The author of Chronicles of Narnia is claimed by different sectors Orthodox Christianity as the greatest defender of the Christian faith. The writer Lewis Protestant Ulster was an atheist when he arrived at the University of Oxford, but became a Catholic through a fervent JRR Tolkien believer, though he never ceased to be Anglican. Today many consider him the paradigm of evangelical Christianity. For others, however, is the main thinker with many movements that have conservative Catholics. But what was really his theology? How strange to have their books to provoke such enthusiasm in all Readers, no doubt the the literature, both apologetic and fantastic, reflects the master hand of a great writer. As one of the most prestigious critics that exist in our country, Rafael Conte (which has been the main contributor to the cultural supplement of El Pais and ABC), Lewis is one of the most vigorous personalities of the twentieth century literature, which enjoys the respect and prestige unquestionably among the circles and minority readers. “His work for him "Is a human and religious meditation first magnitude." His name is always on the side of the great converts to the faith Christian. Because we must not forget that before becoming one of the largest defenders of historic Christianity, Lewis was an atheist. His conversion was often associated with many other writers who came to Catholicism Roman Britain in the early past, as Chesterton and Waugh, although he was Anglican as TS Eliot and Dorothy Sayers.

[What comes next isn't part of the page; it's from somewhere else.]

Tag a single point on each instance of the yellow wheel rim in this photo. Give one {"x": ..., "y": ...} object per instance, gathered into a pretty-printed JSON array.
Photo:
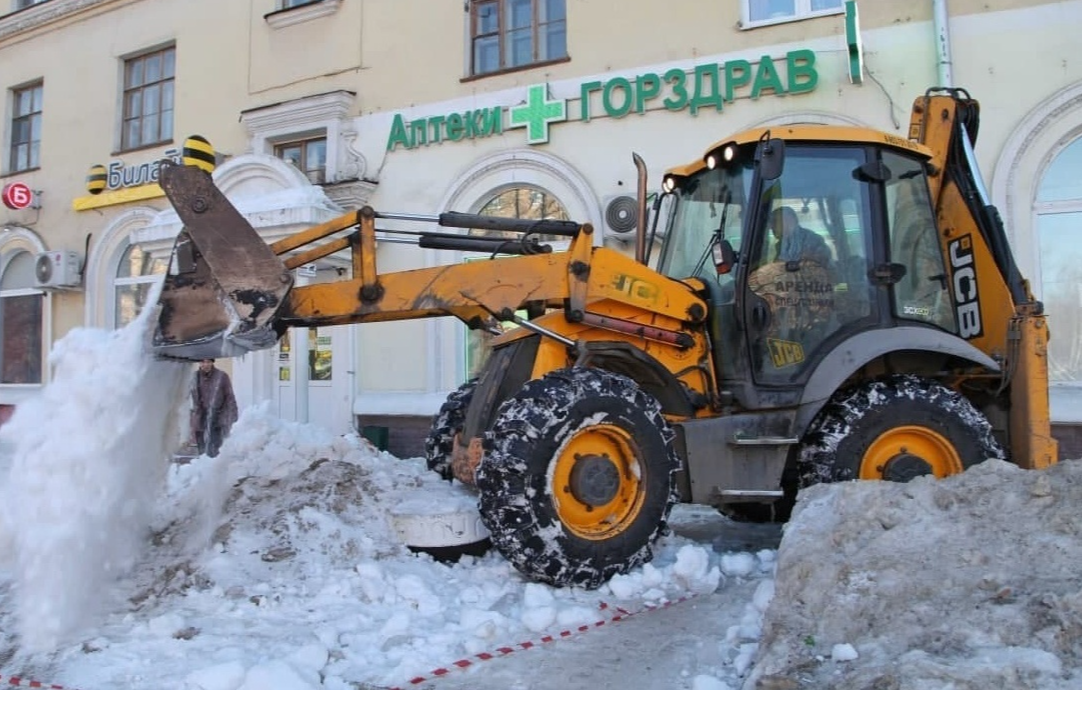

As an evangelical theologian and Packer, Lewis's Christianity was a Conservative Anglicans catolizantes trends (Romanists do not), that is something difficult to imagine someone with a background as Protestant as he was. Lewis was born in Ulster in the family of an engineer and a Welsh evangelical Episcopal pastor, whose attended church since childhood.
Religion in the writings of C.S. Lewis
First of all, we must realize that Lewis was not a theologian, nor did theological education. It is not easy to see in his systematic theology. Some of the criticism has received from both the liberal camp and the evangelical fundamentalism, often ignore this fact. In his preface to Essential Christianity, said that his intention is to concentrate on the basic doctrines of Christian faith, regardless of the differences between the two churches. The issues that divide Christians often have to do with points advanced theology or even of ecclesiastical history that should never be treated but for real experts. Such waters are too deep for me in them and I have more need to be helped, that capacity to help. “Thus, in The Problem of Pain, says "every theologian who read these pages”that” easily notice that constitute the work of a layman and an amateur." But although Lewis was not a theologian, theology liked. And like all Christians, had a theology: "As for my own beliefs, there is no any secret, as my uncle Toby, "are written in the Book of Common Prayer, a text that presents Anglican classical Protestant theology, even renovated, in the Calvinistic sense. What I saw was the necessity of translating the Christian doctrine to common ...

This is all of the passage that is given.